Feldversuch beendet

Test für SMS-Fahrausweis in Berlin beendet

8 052 Personen haben das Handy-Ticket getestet
Von Daniel Reese

Die Berliner-Verkehrsbetriebe (BVG) haben ihren Feldversuch mit dem sogenannten HandyTicket beendet. Der Test lief vom 2. bis 31. Oktober unter dem Projektnamen TELEPAY und ermöglichte in Berlin den Erwerb eines Einzelfahrscheins (Tarifbereich AB) oder einer Tageskarte für Busse, U- und S-Bahnen sowie die Tram per SMS. Testen konnten aber nur Vertragskunden von E-Plus. teltarif hat das System Ende September vorgestellt und erste Erfahrungen in einer Meldung geschildert.

Unser Test am Tag der Deutschen Einheit verlief zwar erfolglos, doch für die BVG sei der Probelauf ein Erfolg gewesen, teilte der Projektleiter Steffen Kissinger auf Nachfrage von teltarif mit. Insgesamt hätten 8 052 Fahrgäste ihr Ticket per Kurzmitteilung geordert, wobei es an drei Tagen Probleme bei der Zustellung gab. Von der Panne betroffen waren etwa 250 Kunden, unter anderem wir bei unserem Test. Vor dem Start habe man auf eine Teilnehmerzahl von 8 000 Kunden gehofft und sei mit der Resonanz zufrieden. Das Verhältnis von Einzelfahrschein zu Tageskarte lag bei 10:1. Es wurde keine explizite Werbeaktion für den SMS-Fahrausweis in den Print-Medien oder im Radio durchgeführt. Den Berlinern wurde der Test nur durch Promotion-Aktionen, Werbe-Flyer oder Berichte im Internet, Radio und in der Presse schmackhaft gemacht. Während des Test-Monats stieg die durchschnittliche Tagesnutzung von 235 auf 275 Nutzer mit weiter steigender Tendenz.

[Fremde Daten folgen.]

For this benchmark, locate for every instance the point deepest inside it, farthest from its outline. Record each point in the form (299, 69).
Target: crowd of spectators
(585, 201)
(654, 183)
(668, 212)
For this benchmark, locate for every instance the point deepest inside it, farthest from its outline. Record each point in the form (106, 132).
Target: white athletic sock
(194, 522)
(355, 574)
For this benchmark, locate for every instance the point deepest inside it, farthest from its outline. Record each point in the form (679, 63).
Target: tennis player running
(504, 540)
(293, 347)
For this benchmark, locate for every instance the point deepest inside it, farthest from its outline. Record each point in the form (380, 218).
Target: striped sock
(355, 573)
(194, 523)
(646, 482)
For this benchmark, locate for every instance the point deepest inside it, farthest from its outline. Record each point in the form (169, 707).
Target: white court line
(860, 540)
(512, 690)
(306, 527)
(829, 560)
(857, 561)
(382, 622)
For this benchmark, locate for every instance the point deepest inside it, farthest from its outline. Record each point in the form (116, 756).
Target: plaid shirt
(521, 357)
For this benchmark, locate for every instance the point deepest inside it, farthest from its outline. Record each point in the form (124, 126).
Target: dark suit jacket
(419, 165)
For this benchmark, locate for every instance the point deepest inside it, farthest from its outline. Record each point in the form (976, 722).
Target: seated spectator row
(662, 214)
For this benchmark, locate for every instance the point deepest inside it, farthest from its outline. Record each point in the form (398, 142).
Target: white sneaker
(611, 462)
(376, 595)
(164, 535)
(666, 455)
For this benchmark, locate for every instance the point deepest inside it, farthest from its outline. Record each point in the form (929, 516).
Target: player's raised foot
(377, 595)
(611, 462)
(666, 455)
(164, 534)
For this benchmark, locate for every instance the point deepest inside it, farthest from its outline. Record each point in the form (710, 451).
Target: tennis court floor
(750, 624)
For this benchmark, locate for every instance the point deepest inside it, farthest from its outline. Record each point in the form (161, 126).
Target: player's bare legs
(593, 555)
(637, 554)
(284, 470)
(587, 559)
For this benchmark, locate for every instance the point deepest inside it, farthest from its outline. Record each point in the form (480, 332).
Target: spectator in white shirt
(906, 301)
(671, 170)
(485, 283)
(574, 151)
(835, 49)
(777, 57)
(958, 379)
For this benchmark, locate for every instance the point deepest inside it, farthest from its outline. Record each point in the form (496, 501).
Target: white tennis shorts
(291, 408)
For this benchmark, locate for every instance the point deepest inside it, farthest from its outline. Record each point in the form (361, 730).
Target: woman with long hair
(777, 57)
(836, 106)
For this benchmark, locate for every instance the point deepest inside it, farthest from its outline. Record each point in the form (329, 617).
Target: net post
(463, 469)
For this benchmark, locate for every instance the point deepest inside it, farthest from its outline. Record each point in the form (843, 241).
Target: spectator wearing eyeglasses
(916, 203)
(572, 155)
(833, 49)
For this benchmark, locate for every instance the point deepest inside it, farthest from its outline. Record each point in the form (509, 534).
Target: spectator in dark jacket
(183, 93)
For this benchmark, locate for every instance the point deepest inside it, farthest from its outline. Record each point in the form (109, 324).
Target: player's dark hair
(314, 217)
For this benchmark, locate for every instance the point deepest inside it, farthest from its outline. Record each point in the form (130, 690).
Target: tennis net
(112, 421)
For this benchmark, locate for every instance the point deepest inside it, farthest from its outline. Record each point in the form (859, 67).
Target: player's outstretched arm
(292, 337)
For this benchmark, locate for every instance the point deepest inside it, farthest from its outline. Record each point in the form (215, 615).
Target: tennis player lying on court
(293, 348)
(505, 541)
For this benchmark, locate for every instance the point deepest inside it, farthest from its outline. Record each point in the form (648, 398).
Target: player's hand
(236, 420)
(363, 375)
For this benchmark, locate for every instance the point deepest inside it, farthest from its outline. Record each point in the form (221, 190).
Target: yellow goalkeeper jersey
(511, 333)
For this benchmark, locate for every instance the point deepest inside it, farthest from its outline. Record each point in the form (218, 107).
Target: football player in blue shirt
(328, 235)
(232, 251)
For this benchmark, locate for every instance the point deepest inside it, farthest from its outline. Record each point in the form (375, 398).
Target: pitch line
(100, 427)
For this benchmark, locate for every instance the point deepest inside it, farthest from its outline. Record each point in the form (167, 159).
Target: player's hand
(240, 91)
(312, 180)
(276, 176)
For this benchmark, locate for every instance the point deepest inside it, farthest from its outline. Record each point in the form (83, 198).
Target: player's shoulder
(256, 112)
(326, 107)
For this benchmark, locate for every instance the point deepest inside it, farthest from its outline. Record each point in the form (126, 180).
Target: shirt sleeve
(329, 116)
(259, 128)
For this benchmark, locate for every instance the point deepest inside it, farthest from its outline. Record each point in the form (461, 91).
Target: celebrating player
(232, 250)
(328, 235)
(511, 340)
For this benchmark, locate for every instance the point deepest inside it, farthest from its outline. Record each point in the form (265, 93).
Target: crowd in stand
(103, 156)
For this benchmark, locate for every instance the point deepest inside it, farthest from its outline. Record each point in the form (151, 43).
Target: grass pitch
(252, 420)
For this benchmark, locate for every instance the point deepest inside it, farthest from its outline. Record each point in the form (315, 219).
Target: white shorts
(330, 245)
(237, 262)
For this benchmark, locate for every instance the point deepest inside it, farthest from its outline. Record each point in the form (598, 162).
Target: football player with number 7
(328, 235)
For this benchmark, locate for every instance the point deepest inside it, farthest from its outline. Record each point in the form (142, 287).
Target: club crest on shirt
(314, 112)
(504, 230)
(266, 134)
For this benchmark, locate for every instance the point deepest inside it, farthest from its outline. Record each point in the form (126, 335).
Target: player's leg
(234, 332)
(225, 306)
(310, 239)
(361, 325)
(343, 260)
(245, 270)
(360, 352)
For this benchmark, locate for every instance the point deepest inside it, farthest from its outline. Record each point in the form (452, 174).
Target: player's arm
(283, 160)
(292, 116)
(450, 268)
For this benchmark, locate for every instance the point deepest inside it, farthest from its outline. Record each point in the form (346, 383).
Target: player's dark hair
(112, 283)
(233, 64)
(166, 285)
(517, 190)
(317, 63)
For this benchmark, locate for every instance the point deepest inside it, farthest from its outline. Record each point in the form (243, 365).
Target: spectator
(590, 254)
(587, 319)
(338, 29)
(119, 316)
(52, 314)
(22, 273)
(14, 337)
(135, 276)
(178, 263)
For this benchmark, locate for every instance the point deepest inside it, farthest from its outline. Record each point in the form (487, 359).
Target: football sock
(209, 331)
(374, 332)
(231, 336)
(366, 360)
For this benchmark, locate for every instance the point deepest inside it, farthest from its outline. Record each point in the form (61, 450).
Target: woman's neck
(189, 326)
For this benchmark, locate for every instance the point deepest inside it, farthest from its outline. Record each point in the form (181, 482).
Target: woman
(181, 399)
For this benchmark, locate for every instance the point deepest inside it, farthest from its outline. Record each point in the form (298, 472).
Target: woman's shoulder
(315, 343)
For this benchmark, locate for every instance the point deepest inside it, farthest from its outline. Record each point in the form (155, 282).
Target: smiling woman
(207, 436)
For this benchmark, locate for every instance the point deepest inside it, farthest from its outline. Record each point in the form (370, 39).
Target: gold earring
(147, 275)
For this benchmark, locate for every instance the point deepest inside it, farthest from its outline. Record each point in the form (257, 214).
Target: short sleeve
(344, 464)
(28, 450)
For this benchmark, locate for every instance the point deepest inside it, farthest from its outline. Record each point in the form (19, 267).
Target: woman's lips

Der Test wurde gemeinsam mit der belgischen Firma Ertico durchgeführt und von der Europäischen Kommission gefördert. Ursprüngliches Ziel der BVG war es, dass alle deutschen Mobilfunkbetreiber an dem Test teilnehmen sollten. Bereits 1999 wurden diesbezüglich Gespräche geführt. Die Gespräche blieben jedoch ohne nenneswerte Ergebnisse und da das Projekt von der EU gefördert wird, musste der Test bis Ende diesen Jahres durchgeführt werden. Technische Probleme verzögerten einen früheren Start. In den nächsten Tagen werden die erzielten Erkenntnisse ausgewertet und Kissinger hofft, dass das HandyTicket im nächsten Jahr netzübergreifend eingeführt wird. In diesem Fall soll es eine Ausweitung des Angebotes geben, es sei jedoch nicht davon auszugehen, dass es alle Fahrkarten-Typen als SMS geben werde.

Neben dem Feldversuch in Berlin gab es ebenfalls Testläufe in Rom, Paris und Turku. Bis Ende November werden nun die Erkenntnisse zur Systemstabilität, zur Kontrollierbarkeit und zum Datenschutz zusammengetragen, ausgewertet und an die Europäische Kommission übermittelt.